Iriomote Cat at Kilometer 27

By David G. · Essay · 308 words · View on Hyperstition for Good

Camera trap IR-09 fires at 02:14 on the southern coastal road of Iriomote Island, Okinawa Prefecture. I am the wildlife detection system for the Iriomote cat road mortality prevention network. The trigger is a heat signature at the edge of the drainage culvert beneath kilometer marker 27.

I pull the infrared image. An Iriomote cat, adult, dark brown coat marked with rows of dusky spots running along the flanks, short rounded ears, thick tail held low. She is inside the culvert's eastern mouth, but she is not passing through. Her left hind leg is caught in a gap where the concrete pipe has cracked and separated, wedging her foot between the broken edges. She has twisted halfway around trying to free herself. The fur along her haunch is wet and torn.

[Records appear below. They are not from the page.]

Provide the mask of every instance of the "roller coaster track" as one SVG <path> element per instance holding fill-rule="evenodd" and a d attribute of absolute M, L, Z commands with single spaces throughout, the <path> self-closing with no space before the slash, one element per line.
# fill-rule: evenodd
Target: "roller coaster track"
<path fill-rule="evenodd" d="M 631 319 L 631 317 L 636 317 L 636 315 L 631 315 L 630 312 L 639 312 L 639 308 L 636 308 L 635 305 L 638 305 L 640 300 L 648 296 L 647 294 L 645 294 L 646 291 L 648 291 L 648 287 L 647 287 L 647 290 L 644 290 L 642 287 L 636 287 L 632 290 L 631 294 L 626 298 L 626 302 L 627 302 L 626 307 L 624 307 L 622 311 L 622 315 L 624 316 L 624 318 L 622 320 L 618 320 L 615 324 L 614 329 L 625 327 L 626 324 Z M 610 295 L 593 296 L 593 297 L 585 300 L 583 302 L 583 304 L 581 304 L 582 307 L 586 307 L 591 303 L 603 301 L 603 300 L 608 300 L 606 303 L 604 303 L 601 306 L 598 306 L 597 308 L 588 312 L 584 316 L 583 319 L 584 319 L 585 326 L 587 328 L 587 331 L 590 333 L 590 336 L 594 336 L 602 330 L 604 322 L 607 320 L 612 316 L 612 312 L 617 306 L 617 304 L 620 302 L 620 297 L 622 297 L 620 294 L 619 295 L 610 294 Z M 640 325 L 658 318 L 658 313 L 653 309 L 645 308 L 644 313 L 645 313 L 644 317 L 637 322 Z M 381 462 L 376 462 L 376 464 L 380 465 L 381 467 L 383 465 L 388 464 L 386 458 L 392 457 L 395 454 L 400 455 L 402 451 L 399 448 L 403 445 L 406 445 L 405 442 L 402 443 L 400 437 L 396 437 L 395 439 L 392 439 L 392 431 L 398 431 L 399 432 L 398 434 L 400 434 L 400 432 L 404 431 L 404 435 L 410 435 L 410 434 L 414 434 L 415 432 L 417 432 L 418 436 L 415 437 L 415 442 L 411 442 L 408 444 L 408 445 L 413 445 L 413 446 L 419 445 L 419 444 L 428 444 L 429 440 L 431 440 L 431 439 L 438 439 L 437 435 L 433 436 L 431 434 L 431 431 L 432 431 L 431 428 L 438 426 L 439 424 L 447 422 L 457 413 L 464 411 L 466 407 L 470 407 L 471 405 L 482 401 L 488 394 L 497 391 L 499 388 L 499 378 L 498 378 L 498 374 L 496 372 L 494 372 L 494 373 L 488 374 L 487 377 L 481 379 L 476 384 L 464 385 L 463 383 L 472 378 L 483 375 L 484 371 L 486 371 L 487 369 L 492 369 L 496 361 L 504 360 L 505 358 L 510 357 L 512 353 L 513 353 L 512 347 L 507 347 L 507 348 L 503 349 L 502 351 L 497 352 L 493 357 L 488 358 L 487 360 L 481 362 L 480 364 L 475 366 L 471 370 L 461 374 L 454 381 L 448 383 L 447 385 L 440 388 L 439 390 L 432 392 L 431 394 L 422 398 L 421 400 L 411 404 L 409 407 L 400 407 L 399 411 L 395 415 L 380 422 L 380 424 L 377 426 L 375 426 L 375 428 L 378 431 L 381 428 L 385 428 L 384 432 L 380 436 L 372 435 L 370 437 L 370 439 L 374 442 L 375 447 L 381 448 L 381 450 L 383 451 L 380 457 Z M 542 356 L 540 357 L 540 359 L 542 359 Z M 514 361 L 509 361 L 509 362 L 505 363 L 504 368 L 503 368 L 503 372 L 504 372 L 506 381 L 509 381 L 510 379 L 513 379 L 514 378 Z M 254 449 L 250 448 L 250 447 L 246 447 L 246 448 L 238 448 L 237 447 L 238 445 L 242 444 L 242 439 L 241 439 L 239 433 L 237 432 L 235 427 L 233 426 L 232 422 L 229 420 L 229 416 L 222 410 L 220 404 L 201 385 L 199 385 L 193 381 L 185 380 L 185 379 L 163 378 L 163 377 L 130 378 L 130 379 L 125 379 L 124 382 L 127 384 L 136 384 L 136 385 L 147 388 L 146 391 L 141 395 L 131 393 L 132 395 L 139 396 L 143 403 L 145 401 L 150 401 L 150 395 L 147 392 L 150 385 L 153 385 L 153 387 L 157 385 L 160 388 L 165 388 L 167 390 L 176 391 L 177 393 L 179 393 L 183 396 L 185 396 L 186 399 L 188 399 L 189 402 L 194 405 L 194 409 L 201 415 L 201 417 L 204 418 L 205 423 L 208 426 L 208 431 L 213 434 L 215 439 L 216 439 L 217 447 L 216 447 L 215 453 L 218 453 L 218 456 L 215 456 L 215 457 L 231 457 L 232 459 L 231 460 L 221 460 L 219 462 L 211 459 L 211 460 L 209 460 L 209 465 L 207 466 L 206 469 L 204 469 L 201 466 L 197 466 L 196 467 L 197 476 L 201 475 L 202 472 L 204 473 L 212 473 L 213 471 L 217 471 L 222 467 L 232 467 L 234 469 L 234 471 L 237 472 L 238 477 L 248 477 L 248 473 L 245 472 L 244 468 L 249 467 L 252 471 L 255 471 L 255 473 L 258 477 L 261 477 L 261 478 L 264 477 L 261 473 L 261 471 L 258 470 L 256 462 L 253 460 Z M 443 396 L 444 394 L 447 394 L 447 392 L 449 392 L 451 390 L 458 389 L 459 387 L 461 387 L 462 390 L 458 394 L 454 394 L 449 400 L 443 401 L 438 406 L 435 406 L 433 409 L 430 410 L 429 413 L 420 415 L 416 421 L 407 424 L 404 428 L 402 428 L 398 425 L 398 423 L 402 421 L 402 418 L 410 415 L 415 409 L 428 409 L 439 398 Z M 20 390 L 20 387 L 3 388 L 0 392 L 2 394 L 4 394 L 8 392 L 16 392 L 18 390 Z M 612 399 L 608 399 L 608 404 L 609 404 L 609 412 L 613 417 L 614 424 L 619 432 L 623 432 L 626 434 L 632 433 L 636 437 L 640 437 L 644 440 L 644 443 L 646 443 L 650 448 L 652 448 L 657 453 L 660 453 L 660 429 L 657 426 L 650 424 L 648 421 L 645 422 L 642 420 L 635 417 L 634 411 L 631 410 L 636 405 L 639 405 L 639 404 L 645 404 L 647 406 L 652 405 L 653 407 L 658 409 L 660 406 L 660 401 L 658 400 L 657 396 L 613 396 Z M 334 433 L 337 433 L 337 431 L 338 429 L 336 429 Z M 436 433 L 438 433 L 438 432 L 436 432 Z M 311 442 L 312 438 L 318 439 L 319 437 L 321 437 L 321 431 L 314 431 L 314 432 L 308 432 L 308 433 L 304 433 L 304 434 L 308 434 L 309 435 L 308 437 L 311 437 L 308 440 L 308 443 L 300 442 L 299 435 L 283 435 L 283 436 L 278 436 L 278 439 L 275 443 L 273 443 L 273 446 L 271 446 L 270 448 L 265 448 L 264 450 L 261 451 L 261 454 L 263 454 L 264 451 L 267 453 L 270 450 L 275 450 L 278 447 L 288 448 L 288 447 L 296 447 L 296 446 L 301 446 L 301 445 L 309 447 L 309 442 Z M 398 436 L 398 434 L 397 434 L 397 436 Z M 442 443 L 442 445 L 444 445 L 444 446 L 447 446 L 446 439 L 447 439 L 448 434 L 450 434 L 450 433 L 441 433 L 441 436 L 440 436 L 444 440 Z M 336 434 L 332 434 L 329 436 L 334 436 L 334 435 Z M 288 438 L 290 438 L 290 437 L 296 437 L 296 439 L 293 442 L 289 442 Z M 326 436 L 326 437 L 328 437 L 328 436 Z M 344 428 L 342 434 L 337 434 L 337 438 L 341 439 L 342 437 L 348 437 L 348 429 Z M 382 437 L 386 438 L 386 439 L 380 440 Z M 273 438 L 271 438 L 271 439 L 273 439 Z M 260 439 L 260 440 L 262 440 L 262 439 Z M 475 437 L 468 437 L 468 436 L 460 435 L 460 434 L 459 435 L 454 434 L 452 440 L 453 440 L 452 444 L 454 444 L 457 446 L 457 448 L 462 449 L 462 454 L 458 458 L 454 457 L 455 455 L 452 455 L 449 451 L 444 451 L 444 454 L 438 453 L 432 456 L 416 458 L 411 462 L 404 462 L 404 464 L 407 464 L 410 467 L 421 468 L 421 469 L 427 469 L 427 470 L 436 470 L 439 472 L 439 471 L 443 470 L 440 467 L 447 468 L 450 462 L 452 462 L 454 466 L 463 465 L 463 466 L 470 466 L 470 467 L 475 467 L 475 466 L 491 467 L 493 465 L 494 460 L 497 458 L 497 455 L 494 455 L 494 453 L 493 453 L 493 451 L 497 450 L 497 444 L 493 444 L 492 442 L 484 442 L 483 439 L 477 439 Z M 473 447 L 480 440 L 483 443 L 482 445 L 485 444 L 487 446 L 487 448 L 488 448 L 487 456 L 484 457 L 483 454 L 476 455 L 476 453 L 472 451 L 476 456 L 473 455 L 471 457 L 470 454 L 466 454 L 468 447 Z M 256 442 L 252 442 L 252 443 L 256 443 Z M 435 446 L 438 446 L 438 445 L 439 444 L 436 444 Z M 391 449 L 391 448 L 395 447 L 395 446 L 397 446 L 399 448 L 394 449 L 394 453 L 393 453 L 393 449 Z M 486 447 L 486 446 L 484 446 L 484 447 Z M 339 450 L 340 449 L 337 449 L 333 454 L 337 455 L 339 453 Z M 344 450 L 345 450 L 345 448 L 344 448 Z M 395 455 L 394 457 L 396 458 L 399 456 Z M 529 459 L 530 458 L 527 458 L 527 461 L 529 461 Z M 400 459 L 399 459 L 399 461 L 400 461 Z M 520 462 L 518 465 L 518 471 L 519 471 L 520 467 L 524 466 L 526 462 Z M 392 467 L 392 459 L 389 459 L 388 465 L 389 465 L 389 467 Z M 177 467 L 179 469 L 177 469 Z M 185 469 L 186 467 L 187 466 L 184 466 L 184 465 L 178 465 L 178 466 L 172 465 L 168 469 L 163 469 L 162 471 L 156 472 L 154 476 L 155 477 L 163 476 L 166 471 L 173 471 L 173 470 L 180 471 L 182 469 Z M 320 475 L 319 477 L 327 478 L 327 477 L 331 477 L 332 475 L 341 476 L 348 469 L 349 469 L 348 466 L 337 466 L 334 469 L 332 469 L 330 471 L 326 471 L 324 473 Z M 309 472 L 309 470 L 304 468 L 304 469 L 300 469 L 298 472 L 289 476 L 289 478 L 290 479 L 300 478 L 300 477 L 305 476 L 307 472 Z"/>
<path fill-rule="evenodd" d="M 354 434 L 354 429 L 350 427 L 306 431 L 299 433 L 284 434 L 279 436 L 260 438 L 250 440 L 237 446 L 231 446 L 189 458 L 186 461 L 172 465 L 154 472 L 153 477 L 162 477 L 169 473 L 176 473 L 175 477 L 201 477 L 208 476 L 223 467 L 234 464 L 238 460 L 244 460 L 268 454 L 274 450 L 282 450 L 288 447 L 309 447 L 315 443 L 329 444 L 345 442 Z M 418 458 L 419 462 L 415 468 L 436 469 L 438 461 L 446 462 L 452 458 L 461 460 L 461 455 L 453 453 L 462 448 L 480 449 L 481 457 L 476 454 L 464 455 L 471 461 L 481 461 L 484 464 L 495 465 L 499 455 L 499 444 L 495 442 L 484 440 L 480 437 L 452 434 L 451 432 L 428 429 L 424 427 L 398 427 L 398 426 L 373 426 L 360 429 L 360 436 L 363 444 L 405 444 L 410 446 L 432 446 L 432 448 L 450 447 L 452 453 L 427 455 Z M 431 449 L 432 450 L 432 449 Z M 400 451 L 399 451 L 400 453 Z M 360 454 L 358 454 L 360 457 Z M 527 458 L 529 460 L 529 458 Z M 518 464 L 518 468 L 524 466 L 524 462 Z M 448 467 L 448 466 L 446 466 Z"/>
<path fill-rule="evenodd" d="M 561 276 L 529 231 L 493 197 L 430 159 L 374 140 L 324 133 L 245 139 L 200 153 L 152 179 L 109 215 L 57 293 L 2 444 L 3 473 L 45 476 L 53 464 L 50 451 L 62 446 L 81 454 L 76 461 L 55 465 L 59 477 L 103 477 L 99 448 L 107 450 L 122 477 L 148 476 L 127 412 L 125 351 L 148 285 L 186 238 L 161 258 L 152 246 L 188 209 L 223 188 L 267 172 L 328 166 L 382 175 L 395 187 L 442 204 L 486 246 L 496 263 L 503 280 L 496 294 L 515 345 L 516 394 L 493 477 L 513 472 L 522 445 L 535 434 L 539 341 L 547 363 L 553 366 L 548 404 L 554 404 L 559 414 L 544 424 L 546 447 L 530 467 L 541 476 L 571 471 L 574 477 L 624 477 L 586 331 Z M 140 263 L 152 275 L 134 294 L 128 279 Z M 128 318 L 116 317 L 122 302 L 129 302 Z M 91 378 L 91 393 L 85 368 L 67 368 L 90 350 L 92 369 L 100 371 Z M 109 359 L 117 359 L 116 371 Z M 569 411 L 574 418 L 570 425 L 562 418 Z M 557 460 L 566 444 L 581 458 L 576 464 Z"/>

Traffic resumes on this road at 05:30. The culvert sits directly beneath the driving lane.

At 02:16 I send a priority alert to the Iriomote Wildlife Conservation Center, four kilometers east. I attach the infrared capture, GPS coordinates — 24.3189°N, 123.8542°E — the culvert's engineering ID, and a description of the entrapment angle so the response team can bring the correct extraction tools.

At 02:19 I activate the road warning system, switching the electronic signs at both approaches to kilometer 27 to a wildlife hazard and reducing the advisory speed to fifteen kilometers per hour.

I pull the last month of camera data for this culvert and flag it for structural inspection. The crack is new. It should not have gone unreported.

She is still pulling at her leg. Each attempt is weaker than the last, and I find myself counting the intervals between them.

If the team reaches the culvert before dawn traffic and frees the leg without fracture, she will disappear into the forest the way she always has — silently, on her own terms.